25+ Tinnitus Facts and Findings You Need To Know Now
Updated 10 July 2019
Ever heard the one about the guy who kept trying to reach the tinnitus helpline? When he finally got through, voicemail told him to just leave his message … at the sound of the tone. Joking aside, if you’re one of the 50 million Americans who report ringing in the ears, there is nothing funny about tinnitus.

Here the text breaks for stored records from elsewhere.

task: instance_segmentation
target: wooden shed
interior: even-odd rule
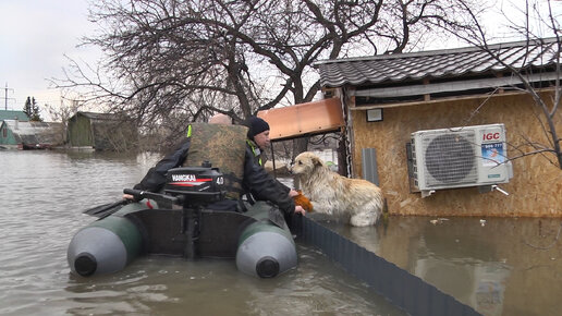
[[[0,146],[16,149],[46,149],[62,144],[57,137],[60,123],[3,120],[0,122]]]
[[[81,111],[69,119],[66,139],[71,148],[125,151],[136,148],[138,131],[126,117]]]
[[[557,157],[546,153],[511,159],[535,150],[529,141],[551,141],[548,125],[538,120],[542,113],[510,66],[548,100],[560,78],[558,42],[508,42],[489,49],[504,63],[468,47],[316,64],[325,94],[339,97],[344,109],[349,175],[363,178],[369,161],[365,155],[375,153],[375,171],[391,214],[562,216],[562,171],[552,163]],[[562,132],[560,111],[553,120]],[[461,132],[471,132],[472,138],[463,141]],[[435,135],[452,147],[431,147]],[[496,136],[493,142],[486,138]],[[463,146],[468,154],[455,154]],[[488,158],[498,150],[500,158]],[[431,159],[451,156],[466,159],[429,166]],[[482,178],[484,169],[489,172]],[[420,190],[422,181],[441,183]]]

Photo credit: Jason Rogers, via Wikimedia Commons
Researchers have been trying to zero in on exactly why so many people experience the phantom sound of ringing in their ears, not to mention the best ways to make it stop. But thanks to recent advances in genomics, cognitive psychology, and magnetic resonance imaging (MRI) technology, they are making a lot of progress.

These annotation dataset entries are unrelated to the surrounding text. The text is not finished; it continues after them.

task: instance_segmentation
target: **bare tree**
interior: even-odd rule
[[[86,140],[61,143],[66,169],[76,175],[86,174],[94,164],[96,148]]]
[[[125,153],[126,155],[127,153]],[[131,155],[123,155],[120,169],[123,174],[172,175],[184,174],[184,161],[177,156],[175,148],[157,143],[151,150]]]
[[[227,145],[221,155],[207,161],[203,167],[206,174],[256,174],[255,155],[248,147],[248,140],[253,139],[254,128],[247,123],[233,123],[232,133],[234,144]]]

Tinnitus researchers have been making so much progress of late that it’s hard to keep track of it all. To help, I rounded up 25+ important tinnitus facts, insights, and breakthroughs, starting with the basics to get you up to speed:
1. Tinnitus is most commonly experienced as a high-pitched “ringing in the ear” accompanying hearing loss. As the ear becomes less sensitive and sends less information to the brain, it is thought that the brain attempts to fill in the missing sounds, leading to the phantom sounds of tinnitus.
2. The word “tinnitus” derives from the Latin tinnītus for “a jingling, ringing.” But not all tinnitus is described as ringing. In a survey of 5,000 tinnitus sufferers, respondents described the noises they hear as whooshing, humming, whining, buzzing, hissing, strumming, tinging, whistling, clicking, ticking, roaring, cicada sound, sizzling, beeping, singing, music and yes, voices.
3. A third of North Americans over 55 experience tinnitus. In fact, tinnitus affects one third of adults at some time in their lives, whereas 10 to 15 percent are disturbed enough to seek medical evaluation.
4. Tinnitus affects about 12 percent of men and 14 percent of women over 65. It is among the most common afflictions among the elderly. It only rarely afflicts the young, with one significant exception: those serving in the armed forces and others who have developed hearing problems as a result of exposure to extremely loud noises. And about those soldiers, tinnitus affects nearly all the soldiers exposed to blasts in Iraq and Afghanistan.
5. Aside from noise-induced hearing loss and sound trauma, tinnitus is also known to co-occur with ear infections, ear wax, stress, anxiety, depression, heart disease, Meniere’s Disease, previous head injuries and musculoskeletal issues in the head and neck.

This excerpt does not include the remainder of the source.